★ ★ ★ ☆ ☆
This latest real-life retelling makes it a genre hat-trick
for the Peter Berg-Mark Wahlberg duet, though the formula is showing signs of
wear. Wahlberg stars as a composite character cop, Tommy Saunders, caught up in
the events of the Boston Marathon bombings of 2013 and the subsequent manhunt.
I’ve so far held Berg in very high esteem after the
eye-gouging nihilism of Lone Survivor and
tragic visual mastery of Deepwater Horizon,
though the latter’s script issues have begun to take deeper root: Patriots Day tends to fall a tad on the flag-waving
side. It may entirely depend on where you draw the line between solidarity and jingoism,
but I think the film is at least somewhat self-aware enough to avoid such a
potentially divisive realm of thinking. A
steely Kevin Bacon plays FBI agent Richard DesLauriers, who impresses upon
everyone the dangers of even indirectly mentioning the terrorist’s chosen faith
in the immediate aftermath. As the attackers were not suicide bombers but
remained at large for several days, this danger is doubly felt.
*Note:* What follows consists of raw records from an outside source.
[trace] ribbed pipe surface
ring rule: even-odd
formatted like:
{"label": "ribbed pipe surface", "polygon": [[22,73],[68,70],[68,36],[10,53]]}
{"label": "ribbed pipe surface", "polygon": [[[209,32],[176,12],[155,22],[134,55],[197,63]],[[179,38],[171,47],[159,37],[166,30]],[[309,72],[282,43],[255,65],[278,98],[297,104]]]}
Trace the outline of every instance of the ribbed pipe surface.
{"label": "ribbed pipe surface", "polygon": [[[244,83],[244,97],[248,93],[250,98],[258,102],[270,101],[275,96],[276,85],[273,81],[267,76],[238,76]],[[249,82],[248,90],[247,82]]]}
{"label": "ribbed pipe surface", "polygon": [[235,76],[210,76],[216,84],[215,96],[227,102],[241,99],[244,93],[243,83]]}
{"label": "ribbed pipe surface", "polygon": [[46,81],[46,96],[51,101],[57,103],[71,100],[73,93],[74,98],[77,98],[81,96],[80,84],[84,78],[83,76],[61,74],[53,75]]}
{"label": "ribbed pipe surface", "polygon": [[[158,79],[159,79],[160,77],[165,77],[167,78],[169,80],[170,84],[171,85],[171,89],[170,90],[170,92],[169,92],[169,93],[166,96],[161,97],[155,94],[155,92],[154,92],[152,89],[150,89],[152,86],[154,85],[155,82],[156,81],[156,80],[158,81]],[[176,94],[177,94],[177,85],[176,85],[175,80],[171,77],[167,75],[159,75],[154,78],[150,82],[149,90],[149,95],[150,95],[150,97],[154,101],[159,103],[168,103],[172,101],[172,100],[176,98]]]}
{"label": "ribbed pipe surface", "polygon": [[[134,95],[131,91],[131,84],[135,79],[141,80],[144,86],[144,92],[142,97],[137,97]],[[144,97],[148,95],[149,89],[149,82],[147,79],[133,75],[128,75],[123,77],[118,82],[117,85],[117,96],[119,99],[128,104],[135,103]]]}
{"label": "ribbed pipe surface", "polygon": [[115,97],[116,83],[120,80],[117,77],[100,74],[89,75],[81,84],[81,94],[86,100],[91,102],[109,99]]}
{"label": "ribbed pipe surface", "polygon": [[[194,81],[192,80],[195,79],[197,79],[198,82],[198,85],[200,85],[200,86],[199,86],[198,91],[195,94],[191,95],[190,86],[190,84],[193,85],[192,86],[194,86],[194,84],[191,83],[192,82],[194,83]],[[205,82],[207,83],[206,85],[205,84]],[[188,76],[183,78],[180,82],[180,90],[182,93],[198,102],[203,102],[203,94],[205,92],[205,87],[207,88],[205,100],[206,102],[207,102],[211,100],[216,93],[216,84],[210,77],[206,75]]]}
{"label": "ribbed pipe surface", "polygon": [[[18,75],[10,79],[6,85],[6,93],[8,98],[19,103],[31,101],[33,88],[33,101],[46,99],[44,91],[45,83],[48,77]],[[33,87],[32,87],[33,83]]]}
The film is equally conscious about the inherent coldness of
situational recreations, which emerged as a necessity from day one – many felt
the decision to make the film so swiftly following the tragedy was a step too
far. As the mouthpiece for this disgust, Saunders is the only one to display
signs of protest at when a reconstruction of the scene is required for forensic
analysis, mere hours after the first blast.
Wahlberg continues to shine as an everyman; though his
characters in Berg’s previous movies were based on actual people, they still
carried that sense of home-grown loyalty and indiscriminate anguish when their
respective worlds collapsed. Saunders is a fictional person, but feels as real as
Marcus Luttrell or Mike Williams, in dramatic contrast to the insufferable
science teacher from The Happening or
the beer-swigging dad in Transformers:
Age of Extinction. Berg’s realist style continues to extend to the
supporting faces on screen, too. Those introduced in various opening montages (a
love-struck young couple, a bright-eyed police officer, a Chinese student) are people
first, characters second.
Patriots Day takes
the shape of an epic thriller in lieu of a minute-by-minute playback, and (by
the very nature of how the events played out) occasionally feels stretched but
never overwrought. As the walls close in on the two perpetrators, it feels like
a long-gestating climax, for both the police forces and the audience. The finale
is respectful and satisfying, but the ‘Boston Strong’ coda emerges completely
from left-field. Up until the conclusion, Berg has never allowed displayed the city as a character
in itself, the preceding investigation solidly told but the huge array of
characters means there’s nothing like the burning urgency of Survivor nor Deepwater. Composer Steve Jablonsky is swapped out for Trent Reznor
and Atticus Ross, and the haunting Americana of his scores is sorely missed,
and endemic of what holds the film back from complete success. It’s a quality
effort, but the true emotional core is reduced to bookends.